On the other end, the things are even less compliant because the sender has no control over where the fax goes. While it might go to a gatekeeper’s desk, the more likely scenario is that it is received on a fax machine in a public area, where it sits until someone sees the cover page and delivers it to the rightful owner. In the meantime, anyone in the organization can walk by and read this confidential information, or even make a copy of it. If it is time-sensitive, there could be a significant delay until it is sorted and delivered; it could also be delivered to the wrong person, creating a further breach in security.

HIPAA-Compliant Faxing

There is a way, however, to bring faxing into HIPAA compliance: Internet faxing. With this technology, there are two confidential ways to send and receive faxes. One is via the user’s email account, where it is as secure as any other email. It is hidden from prying eyes unless the electronic fax is left on screen and someone else accesses the computer.

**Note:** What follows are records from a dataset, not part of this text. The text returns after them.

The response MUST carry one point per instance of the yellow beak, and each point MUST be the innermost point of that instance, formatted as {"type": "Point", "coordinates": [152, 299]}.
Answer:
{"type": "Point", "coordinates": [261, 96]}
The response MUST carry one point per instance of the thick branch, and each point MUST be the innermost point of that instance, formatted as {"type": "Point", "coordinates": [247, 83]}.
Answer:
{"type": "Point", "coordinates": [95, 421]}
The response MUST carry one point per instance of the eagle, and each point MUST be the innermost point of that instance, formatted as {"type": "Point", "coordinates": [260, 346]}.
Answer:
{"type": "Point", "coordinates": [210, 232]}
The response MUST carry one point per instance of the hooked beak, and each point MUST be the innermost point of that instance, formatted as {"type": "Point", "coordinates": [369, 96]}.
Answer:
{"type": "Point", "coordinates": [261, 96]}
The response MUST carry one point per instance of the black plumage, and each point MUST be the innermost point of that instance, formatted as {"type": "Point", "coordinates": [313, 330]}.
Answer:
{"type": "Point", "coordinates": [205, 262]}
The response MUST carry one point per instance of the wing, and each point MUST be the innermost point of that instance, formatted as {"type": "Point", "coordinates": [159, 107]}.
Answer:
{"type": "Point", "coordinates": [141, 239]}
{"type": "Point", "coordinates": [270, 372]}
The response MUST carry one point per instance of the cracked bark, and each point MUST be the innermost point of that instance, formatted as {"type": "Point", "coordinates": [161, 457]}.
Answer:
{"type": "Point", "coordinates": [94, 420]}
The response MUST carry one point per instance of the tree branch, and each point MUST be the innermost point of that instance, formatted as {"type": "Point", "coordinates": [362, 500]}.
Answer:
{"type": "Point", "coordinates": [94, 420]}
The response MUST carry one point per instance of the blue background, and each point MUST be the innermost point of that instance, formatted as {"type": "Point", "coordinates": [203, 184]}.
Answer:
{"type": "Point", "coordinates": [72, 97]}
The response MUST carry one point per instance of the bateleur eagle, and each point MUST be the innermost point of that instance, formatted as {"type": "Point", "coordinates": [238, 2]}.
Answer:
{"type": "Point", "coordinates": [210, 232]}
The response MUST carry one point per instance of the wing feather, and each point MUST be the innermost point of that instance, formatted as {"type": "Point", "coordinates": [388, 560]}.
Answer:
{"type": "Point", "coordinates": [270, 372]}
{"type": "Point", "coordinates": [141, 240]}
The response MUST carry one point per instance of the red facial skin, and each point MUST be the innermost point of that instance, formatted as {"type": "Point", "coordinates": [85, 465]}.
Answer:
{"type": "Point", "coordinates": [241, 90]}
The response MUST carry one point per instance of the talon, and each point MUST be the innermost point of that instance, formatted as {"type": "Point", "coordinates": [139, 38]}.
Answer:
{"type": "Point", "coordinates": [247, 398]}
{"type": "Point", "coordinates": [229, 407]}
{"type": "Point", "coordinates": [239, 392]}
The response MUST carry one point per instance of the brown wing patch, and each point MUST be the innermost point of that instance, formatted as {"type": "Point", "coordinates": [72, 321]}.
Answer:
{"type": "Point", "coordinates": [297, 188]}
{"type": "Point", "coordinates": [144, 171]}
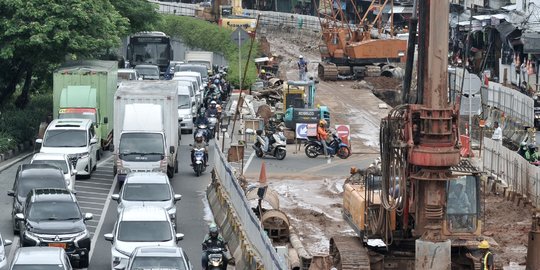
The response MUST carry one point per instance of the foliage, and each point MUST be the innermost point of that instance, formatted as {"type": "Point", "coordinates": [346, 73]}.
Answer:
{"type": "Point", "coordinates": [35, 34]}
{"type": "Point", "coordinates": [201, 34]}
{"type": "Point", "coordinates": [22, 125]}
{"type": "Point", "coordinates": [142, 15]}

The second method, sending and receiving via a secure server, offers even greater protection. Rather than delivering the actual fax, the secure server method sends an email notification alert to the user when a fax comes in to their account. Users then go to a password-protected site where the fax sits in a secure, encrypted in-box on a secure socket layer (SSL)-enabled server. This method allows for the documents to be protected by 128-bit encryption, 1024-bit public keys and PGP public key/private key security encryption.

SECURE SERVER FOR FAX

After logging in, users are able to view the fax and/or download it to their computer. This same method can be used in reverse to send a fax, leaving no trace of the original fax in an Outlook or other mail server “sent” file. The secure server method provides the ultimate in HIPAA-compliant security for the most sensitive documents.

Operationally, Internet faxing appears the same as a traditional fax to the person on the other end. The Internet fax user has a telephone number, often toll-free, that can be called from any fax machine in the world. Faxes can be sent either to a standard fax machine or directly to the person on the other end if he/she also is using an Internet fax service.

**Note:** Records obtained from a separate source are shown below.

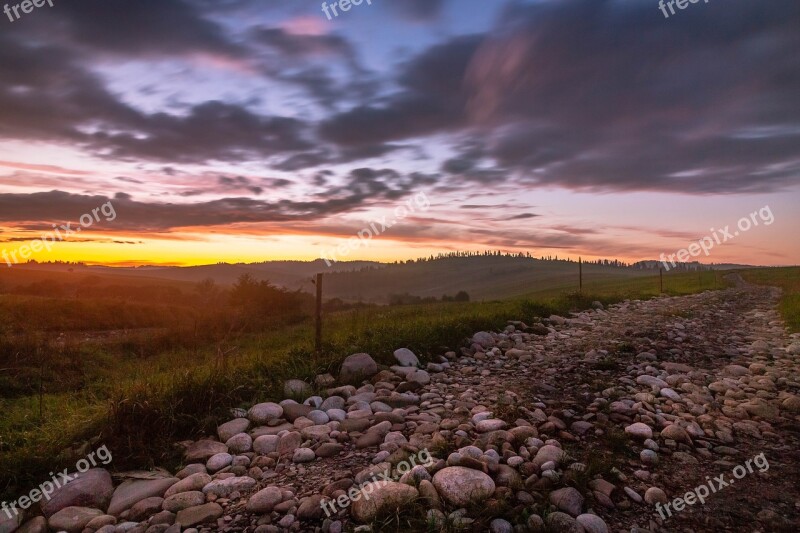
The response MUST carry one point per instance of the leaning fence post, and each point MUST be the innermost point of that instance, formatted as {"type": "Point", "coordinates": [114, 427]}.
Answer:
{"type": "Point", "coordinates": [318, 316]}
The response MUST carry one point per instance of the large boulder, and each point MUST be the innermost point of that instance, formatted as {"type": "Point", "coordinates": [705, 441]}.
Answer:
{"type": "Point", "coordinates": [198, 515]}
{"type": "Point", "coordinates": [461, 486]}
{"type": "Point", "coordinates": [295, 388]}
{"type": "Point", "coordinates": [234, 427]}
{"type": "Point", "coordinates": [92, 488]}
{"type": "Point", "coordinates": [265, 500]}
{"type": "Point", "coordinates": [484, 339]}
{"type": "Point", "coordinates": [381, 497]}
{"type": "Point", "coordinates": [73, 519]}
{"type": "Point", "coordinates": [358, 367]}
{"type": "Point", "coordinates": [10, 524]}
{"type": "Point", "coordinates": [406, 357]}
{"type": "Point", "coordinates": [264, 413]}
{"type": "Point", "coordinates": [132, 491]}
{"type": "Point", "coordinates": [203, 450]}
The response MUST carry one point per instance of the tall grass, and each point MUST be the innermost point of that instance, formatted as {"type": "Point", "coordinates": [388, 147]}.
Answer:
{"type": "Point", "coordinates": [788, 278]}
{"type": "Point", "coordinates": [140, 407]}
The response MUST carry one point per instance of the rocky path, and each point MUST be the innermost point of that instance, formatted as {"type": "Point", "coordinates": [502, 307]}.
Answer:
{"type": "Point", "coordinates": [595, 422]}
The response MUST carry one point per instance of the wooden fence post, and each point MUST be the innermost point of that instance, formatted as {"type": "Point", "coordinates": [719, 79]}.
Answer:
{"type": "Point", "coordinates": [318, 316]}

Despite the prevailing wisdom, faxing is still a critical component within the healthcare industry. As such, information transmitted via fax runs the same risks of HIPAA violation.

Instead of allowing faxes to hide in plain sight, Internet fax services help security managers bring the fax portion of their operations up to the same standards used for other forms of communication. If HIPAA compliance falls under your purview, it should definitely be toward the top of the list.

SideBar: The Benefits of Internet Faxing:

  • Elimination of paper faxes, reducing the risk of data being seen or copied by unauthorized personnel to almost nil.

  • Elimination of the risk of a paper fax being inadvertently delivered to the wrong person or thrown away.

  • Ability to store every fax electronically, either on the user’s PC or a password-protected network server, assuring there is always a copy of important information.

  • Availability of 128-bit encryption and SSL when transmitting and receiving documents through the secure server method.

  • Greater accessibility to the information when the fax owner is off-site.

  • Easy integration with document management applications, eliminating the need to scan paper documents while making information more accessible to auditors and other authorized personnel.